Saturday 10 September 2016

Understanding Java 8 Stream API

Background

Java 8 has introduced a new set of APIs involving streams. They look very powerful in term of processing and also uses functional programming we have seen in last couple of posts (Refer links in Related Links section at the bottom of this post). In this post we will essentially see what these streams are and how can we leverage it.

Streams in Java are essentially sequence of data which you can operate upon together it's called a pipeline. A stream pipeline is essentially comprising of 3 parts -

  1. Source : Think of it as data set that is used to generate a stream. Depending on data set a stream can be finite or infinite.
  2. Intermediate operations : Intermediate operations are operations that you perform on the given data set to filter or process your data. You can have as many intermediate operations as you desire. These intermediate operations give you the processed stream so that you can perform more intermediate operation on them. Since streams use lazy evaluation, the
    intermediate operations do not run until the terminal operation runs.
  3. Terminal operation :  This actually produces a result.
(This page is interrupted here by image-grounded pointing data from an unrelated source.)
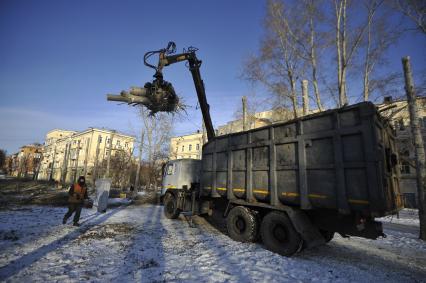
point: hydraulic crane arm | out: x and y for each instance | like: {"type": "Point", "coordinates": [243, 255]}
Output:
{"type": "Point", "coordinates": [159, 95]}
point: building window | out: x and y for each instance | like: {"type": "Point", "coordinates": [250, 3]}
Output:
{"type": "Point", "coordinates": [405, 167]}
{"type": "Point", "coordinates": [170, 169]}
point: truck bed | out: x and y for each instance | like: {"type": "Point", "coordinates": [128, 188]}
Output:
{"type": "Point", "coordinates": [342, 159]}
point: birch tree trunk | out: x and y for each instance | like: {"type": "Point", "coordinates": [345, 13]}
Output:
{"type": "Point", "coordinates": [419, 150]}
{"type": "Point", "coordinates": [314, 62]}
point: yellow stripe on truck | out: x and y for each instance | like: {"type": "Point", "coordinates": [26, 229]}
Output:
{"type": "Point", "coordinates": [358, 201]}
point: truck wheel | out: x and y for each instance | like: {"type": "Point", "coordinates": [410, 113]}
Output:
{"type": "Point", "coordinates": [242, 224]}
{"type": "Point", "coordinates": [170, 207]}
{"type": "Point", "coordinates": [279, 235]}
{"type": "Point", "coordinates": [328, 236]}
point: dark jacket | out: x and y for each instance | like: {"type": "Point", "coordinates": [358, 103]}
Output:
{"type": "Point", "coordinates": [77, 194]}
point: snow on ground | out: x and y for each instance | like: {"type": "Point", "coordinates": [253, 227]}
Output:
{"type": "Point", "coordinates": [406, 217]}
{"type": "Point", "coordinates": [137, 243]}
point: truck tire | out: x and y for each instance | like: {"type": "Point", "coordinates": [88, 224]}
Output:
{"type": "Point", "coordinates": [328, 236]}
{"type": "Point", "coordinates": [170, 207]}
{"type": "Point", "coordinates": [242, 224]}
{"type": "Point", "coordinates": [279, 235]}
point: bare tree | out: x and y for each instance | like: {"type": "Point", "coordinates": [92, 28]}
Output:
{"type": "Point", "coordinates": [381, 34]}
{"type": "Point", "coordinates": [414, 10]}
{"type": "Point", "coordinates": [347, 42]}
{"type": "Point", "coordinates": [157, 136]}
{"type": "Point", "coordinates": [280, 62]}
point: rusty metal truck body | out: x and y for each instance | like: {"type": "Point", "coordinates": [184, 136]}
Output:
{"type": "Point", "coordinates": [333, 171]}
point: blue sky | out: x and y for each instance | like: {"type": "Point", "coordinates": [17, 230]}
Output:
{"type": "Point", "coordinates": [58, 60]}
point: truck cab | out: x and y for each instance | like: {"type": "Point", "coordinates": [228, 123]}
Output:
{"type": "Point", "coordinates": [179, 174]}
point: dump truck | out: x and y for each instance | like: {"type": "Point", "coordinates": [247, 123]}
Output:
{"type": "Point", "coordinates": [292, 185]}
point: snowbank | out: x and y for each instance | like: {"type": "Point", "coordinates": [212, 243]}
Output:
{"type": "Point", "coordinates": [138, 244]}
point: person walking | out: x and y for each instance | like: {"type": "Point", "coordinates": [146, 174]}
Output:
{"type": "Point", "coordinates": [77, 195]}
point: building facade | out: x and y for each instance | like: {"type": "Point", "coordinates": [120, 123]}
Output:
{"type": "Point", "coordinates": [399, 117]}
{"type": "Point", "coordinates": [187, 146]}
{"type": "Point", "coordinates": [25, 163]}
{"type": "Point", "coordinates": [69, 154]}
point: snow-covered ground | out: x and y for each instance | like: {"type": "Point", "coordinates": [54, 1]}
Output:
{"type": "Point", "coordinates": [137, 243]}
{"type": "Point", "coordinates": [406, 216]}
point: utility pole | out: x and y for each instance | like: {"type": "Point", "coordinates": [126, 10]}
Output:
{"type": "Point", "coordinates": [53, 164]}
{"type": "Point", "coordinates": [76, 161]}
{"type": "Point", "coordinates": [139, 160]}
{"type": "Point", "coordinates": [109, 154]}
{"type": "Point", "coordinates": [244, 100]}
{"type": "Point", "coordinates": [417, 140]}
{"type": "Point", "coordinates": [305, 98]}
{"type": "Point", "coordinates": [204, 134]}
{"type": "Point", "coordinates": [95, 168]}
{"type": "Point", "coordinates": [86, 156]}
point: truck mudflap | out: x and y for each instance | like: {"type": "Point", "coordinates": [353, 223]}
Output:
{"type": "Point", "coordinates": [369, 229]}
{"type": "Point", "coordinates": [303, 225]}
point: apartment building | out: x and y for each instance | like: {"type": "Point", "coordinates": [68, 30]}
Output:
{"type": "Point", "coordinates": [26, 162]}
{"type": "Point", "coordinates": [399, 117]}
{"type": "Point", "coordinates": [69, 154]}
{"type": "Point", "coordinates": [186, 146]}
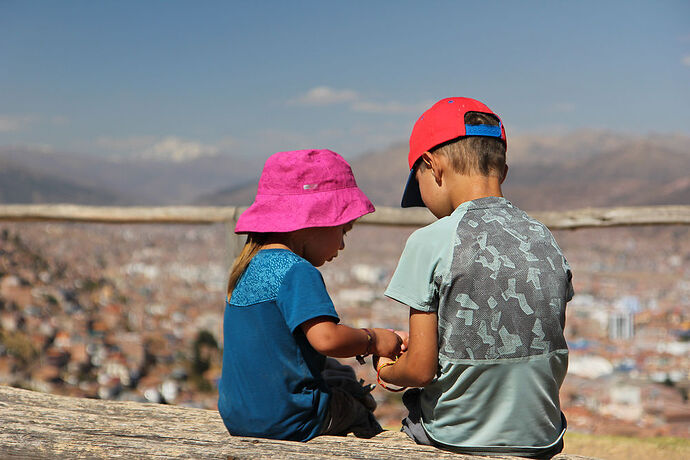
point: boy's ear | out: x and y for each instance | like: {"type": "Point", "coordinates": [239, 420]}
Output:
{"type": "Point", "coordinates": [505, 173]}
{"type": "Point", "coordinates": [434, 163]}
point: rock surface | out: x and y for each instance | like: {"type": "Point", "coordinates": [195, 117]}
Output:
{"type": "Point", "coordinates": [37, 426]}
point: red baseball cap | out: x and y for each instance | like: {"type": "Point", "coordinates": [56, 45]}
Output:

There can be only one terminal operation. As stream can be used only once it will be invalid post terminal operation.





NOTE : Intermediate operations return a new stream. They are always lazy; executing an intermediate operation such as filter() does not actually perform any filtering, but instead creates a new stream that, when traversed, contains the elements of the initial stream that match the given predicate. Traversal of the pipeline source does not begin until the terminal operation of the pipeline is executed.

Intermediate vrs terminal operations



Creating a Stream

You can create Streams in one of the following ways -

        Stream<String> emptyStream = Stream.empty();
        Stream<Integer> singleElementStream = Stream.of(1);
        Stream<Integer> streamFromArray = Stream.of(1,2,3,4);
        List<String> listForStream = Arrays.asList("ABC","PQR","XYZ");
        Stream<String> streamFromList = listForStream.stream();
        Stream<Double> randomInfiniteStream = Stream.generate(Math::random);
        Stream<Integer> sequencedInfiniteStream = Stream.iterate(1, n -> n+1);



Line 1 creates an empty stream. Line 2 creates a stream having one element. Line 3 creates a stream containing multiple elements. Line 5 creates a stream out of a existing List. Line 6 and 7 are generating infinite Streams. Line 6 takes a supplier as argument to generate the sequence whereas Line 7 takes a Seed data integer (something to start with) and an Unary Operator used to generate the sequence.

If you try to print out infinite sequence you program will hang until you terminate it. You can try -

sequencedInfiniteStream.forEach(System.out::println);

Terminal and intermediate Stream operations

We will not get in details of each terminal and intermediate stream operations. Instead I will list them out and then see example for it. 

Common terminal operations
  1. allMatch()/anyMatch()/noneMatch()
  2. collect()
  3. count()
  4. findAny()/findFirst()
  5. forEach()
  6. min()/max()
  7. reduce()
Common intermediate operations
  1. filter()
  2. distinct()
  3. limit() and skip()
  4. map()
  5. sorted()
  6. peek()

NOTE : Notice how min(),max(), findFirst() and findAny() return Optional values.

Now lets start with how to print a Steams content because that's what we do when we are in doubt.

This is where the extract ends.